Ela possui uma fotografia da matriarca neste lugar, e a legenda atrás da foto o nomeia como Vale de Sussuarana, embora ela mesma não saiba exatamente onde fica e em que situação se encontra no momento. Aparentemente é só esse vestígio de informação que ela possui, o que torna sua busca quase idílica por um lugar que ela imagina como lar. E talvez mais do que um espaço físico, o que ela busca de fato seja um sentimento de pertencimento diante da vida andarilha que ela leva, quase como uma espécie de retorno ao útero materno – conforto e acolhimento.
Quando o filme começa, Dora vive num casebre de beira de estrada e trabalha entregando botijão de gás nas redondezas, mas ela já se prepara para deixar o lugar e pegar a estrada.

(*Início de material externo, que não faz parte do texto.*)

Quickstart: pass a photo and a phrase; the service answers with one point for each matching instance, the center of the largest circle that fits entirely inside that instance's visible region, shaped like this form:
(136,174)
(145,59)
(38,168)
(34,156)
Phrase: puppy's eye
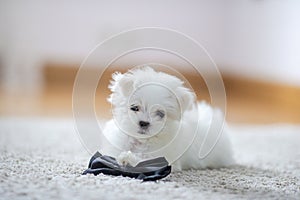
(134,108)
(160,113)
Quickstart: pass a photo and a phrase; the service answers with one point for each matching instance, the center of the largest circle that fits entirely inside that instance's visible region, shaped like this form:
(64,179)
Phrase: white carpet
(43,159)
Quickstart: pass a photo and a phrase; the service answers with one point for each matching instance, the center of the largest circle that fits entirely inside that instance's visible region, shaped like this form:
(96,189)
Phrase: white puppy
(155,115)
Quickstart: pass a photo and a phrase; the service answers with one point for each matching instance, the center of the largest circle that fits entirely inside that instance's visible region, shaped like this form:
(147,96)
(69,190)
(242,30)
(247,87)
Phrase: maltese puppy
(156,115)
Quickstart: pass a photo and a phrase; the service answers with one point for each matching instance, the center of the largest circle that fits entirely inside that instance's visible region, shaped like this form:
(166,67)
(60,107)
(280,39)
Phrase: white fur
(167,105)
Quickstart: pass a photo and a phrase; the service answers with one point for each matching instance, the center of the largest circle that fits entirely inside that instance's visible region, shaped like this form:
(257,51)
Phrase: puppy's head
(148,102)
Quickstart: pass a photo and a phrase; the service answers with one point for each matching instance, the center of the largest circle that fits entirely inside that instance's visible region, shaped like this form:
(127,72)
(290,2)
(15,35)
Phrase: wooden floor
(248,101)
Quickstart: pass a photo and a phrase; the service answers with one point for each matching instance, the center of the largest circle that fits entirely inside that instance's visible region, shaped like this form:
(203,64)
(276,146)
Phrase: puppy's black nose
(144,124)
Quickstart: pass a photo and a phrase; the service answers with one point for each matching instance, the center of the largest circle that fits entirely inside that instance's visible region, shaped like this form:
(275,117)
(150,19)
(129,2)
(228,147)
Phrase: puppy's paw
(127,158)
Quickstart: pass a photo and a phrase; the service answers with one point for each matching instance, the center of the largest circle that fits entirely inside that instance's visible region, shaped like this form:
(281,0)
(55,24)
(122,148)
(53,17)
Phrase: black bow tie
(149,170)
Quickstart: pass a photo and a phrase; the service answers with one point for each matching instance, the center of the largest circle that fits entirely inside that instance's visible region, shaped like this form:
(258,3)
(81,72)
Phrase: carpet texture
(44,159)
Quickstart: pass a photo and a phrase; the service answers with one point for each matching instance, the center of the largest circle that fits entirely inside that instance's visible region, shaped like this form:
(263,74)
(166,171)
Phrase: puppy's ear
(126,84)
(186,98)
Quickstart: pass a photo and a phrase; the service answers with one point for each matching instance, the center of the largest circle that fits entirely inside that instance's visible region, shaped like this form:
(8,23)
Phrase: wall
(249,38)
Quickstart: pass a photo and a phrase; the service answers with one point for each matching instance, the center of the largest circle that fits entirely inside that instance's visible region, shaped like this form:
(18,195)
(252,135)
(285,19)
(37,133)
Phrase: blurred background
(255,44)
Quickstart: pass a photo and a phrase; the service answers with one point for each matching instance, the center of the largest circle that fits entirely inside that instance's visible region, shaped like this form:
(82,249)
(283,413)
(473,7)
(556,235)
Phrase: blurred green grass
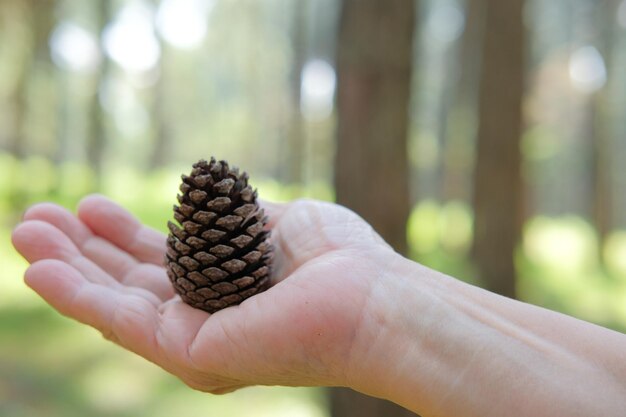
(50,366)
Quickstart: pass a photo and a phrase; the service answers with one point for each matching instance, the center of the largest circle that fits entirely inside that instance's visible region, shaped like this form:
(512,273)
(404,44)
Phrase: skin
(344,310)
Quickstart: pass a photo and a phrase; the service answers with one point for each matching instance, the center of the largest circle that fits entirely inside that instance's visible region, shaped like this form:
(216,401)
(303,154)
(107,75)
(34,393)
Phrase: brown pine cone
(221,255)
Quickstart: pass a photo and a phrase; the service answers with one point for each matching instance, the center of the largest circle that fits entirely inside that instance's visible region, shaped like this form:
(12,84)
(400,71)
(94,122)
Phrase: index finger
(115,224)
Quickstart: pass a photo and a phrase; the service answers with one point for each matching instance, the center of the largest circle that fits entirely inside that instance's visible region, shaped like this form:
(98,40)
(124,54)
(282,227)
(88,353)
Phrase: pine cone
(221,255)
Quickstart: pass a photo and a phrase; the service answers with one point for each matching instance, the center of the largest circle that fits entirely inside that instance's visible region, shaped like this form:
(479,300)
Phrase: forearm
(445,348)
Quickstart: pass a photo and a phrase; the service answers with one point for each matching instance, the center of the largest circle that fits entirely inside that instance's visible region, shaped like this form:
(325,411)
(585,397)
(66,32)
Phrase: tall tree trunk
(294,151)
(96,142)
(602,131)
(497,187)
(462,123)
(371,167)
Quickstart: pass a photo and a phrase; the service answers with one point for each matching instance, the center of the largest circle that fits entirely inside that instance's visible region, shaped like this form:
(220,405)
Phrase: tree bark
(96,142)
(371,168)
(497,186)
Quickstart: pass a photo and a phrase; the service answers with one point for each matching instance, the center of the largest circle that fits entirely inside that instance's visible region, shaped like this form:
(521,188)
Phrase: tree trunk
(497,187)
(96,142)
(371,168)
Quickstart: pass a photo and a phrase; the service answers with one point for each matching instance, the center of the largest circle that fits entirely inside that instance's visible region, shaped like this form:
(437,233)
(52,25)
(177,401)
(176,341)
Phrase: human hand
(103,268)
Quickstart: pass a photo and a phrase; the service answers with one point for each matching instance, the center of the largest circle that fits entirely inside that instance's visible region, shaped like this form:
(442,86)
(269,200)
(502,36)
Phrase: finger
(115,224)
(37,240)
(106,255)
(128,319)
(114,261)
(298,236)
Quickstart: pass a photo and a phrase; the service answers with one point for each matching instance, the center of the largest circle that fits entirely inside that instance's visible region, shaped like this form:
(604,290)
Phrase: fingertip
(36,240)
(99,212)
(39,210)
(92,202)
(54,280)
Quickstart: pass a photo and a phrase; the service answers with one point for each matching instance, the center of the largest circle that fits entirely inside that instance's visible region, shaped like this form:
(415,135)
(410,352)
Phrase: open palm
(103,268)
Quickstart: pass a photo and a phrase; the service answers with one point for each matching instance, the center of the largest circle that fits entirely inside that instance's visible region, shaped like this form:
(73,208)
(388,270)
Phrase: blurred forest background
(483,138)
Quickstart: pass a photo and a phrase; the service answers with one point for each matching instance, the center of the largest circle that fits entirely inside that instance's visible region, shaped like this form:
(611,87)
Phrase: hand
(103,268)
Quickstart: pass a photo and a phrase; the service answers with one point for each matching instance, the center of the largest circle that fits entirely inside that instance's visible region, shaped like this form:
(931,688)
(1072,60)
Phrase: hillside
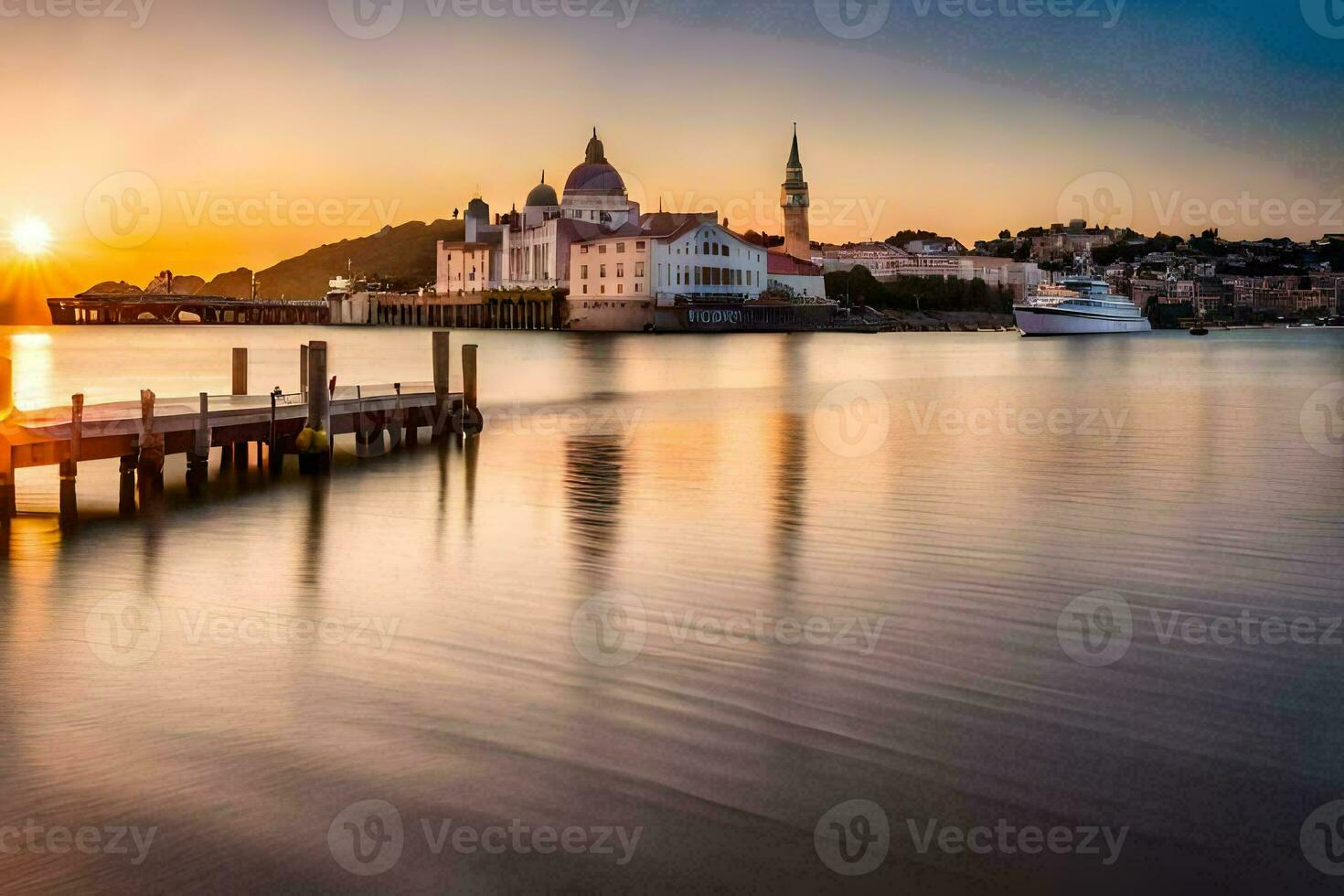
(403,255)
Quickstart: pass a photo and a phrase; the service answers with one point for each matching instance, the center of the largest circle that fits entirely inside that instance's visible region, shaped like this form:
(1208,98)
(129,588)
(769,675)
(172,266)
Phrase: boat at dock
(1078,306)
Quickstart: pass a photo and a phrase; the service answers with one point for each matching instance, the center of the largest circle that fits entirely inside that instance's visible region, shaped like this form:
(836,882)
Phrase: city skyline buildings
(1008,128)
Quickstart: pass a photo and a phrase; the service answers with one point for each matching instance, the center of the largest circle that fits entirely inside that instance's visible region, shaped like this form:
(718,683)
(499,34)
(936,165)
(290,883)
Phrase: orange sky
(251,144)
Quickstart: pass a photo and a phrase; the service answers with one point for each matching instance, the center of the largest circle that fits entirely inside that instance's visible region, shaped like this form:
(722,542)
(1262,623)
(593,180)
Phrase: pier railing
(304,423)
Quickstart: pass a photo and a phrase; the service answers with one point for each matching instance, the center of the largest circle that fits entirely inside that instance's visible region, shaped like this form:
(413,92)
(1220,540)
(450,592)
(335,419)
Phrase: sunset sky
(242,133)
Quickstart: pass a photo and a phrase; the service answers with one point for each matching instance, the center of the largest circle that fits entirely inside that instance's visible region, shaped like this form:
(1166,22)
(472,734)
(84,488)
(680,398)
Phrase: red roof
(789,266)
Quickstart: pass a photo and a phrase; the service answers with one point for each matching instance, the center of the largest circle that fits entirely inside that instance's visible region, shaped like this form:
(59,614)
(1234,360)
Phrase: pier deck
(143,432)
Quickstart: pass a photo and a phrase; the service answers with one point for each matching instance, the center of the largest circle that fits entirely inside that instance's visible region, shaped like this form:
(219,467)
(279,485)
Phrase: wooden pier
(142,434)
(151,308)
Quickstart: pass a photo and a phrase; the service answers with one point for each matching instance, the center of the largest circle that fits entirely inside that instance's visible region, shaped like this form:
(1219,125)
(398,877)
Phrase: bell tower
(795,200)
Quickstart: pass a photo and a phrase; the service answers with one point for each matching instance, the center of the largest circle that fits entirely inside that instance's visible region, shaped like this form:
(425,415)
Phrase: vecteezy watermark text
(57,840)
(613,629)
(134,11)
(1097,629)
(859,19)
(1006,420)
(854,838)
(368,838)
(1008,840)
(374,19)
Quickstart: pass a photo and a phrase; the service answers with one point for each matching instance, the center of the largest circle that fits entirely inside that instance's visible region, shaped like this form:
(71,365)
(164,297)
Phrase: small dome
(542,195)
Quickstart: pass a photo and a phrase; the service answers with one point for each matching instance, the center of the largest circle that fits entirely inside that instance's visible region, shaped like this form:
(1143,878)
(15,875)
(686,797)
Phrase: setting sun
(31,237)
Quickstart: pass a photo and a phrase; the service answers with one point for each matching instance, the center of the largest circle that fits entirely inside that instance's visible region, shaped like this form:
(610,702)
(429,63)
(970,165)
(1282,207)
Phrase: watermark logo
(854,420)
(374,19)
(123,630)
(1103,197)
(1326,17)
(611,629)
(1323,420)
(854,837)
(1323,838)
(852,19)
(368,837)
(368,19)
(125,209)
(1095,629)
(1179,209)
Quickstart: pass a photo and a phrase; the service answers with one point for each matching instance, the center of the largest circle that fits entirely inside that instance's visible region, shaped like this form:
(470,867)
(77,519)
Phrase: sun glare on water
(31,237)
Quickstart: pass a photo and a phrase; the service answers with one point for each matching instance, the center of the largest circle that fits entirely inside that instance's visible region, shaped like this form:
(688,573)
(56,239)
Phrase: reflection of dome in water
(542,195)
(595,176)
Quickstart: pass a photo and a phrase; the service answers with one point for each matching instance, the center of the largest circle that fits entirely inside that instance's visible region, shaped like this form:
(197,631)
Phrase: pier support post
(8,504)
(240,371)
(316,454)
(7,489)
(126,485)
(240,389)
(151,465)
(197,461)
(70,466)
(472,420)
(443,395)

Muito mais adiante no filme, quando alguém lhe pergunta há quanto tempo ela está na estrada, ela responde que “há mais de dez anos”. Ou seja, aquilo que vimos no início é, na verdade, a metade do caminho. O que o filme faz é nos inserir nessa trajetória continuada que a conta-gotas revela os anseios que cercam essa personagem misteriosa. A paisagem bucólica do interior de Minas Gerais, mais a construção sonora desses ambientes abertos e amplos, dimensionam a solidão errante de Dora.
Suçuarana se faz de pequenos gestos e detalhes que o filme nos entrega e aos quais a própria personagem se apega para seguir partindo. Nesse processo, os encontros que ela estabelece com outras pessoas no caminho, em muitos casos a partir de pequenos trabalhos, são o elo possível de se estabelecer nessa vida nômade, a exemplo do caminhoneiro interpretado por Carlos Francisco ou mesmo uma comunidade que pratica a congada (representado no filme pela Guarda de Moçambique Nossa Senhora do Rosário).
Nesses casos, Dora até pode experimentar certo sentimento de pertencer a uma comunidade a partir desses laços de companheirismo, apesar de rápidos, mas seu instinto nômade parece falar mais alto. Da mesma forma que isso se dá de modo um tanto fugidio para ela, também para o espectador certa sensação de desgarramento pode dar as caras, não no sentido de nos afastarmos dos personagens secundários, que são ótimos em si, mas justo pelo contrário, pelo desejo de querermos vermos tais laços se fortalecendo ainda mais.
Vai ficando cada vez mais claro no percurso da personagem que o seu caminhar é o que de fato a move, assim como guia o próprio filme, que mais lança questões do que está disposto a responder. É o tipo de investigação narrativa já presente nos trabalhos de ambos os diretores e que aqui se solidifica com mais coesão entre os elementos todos de cena.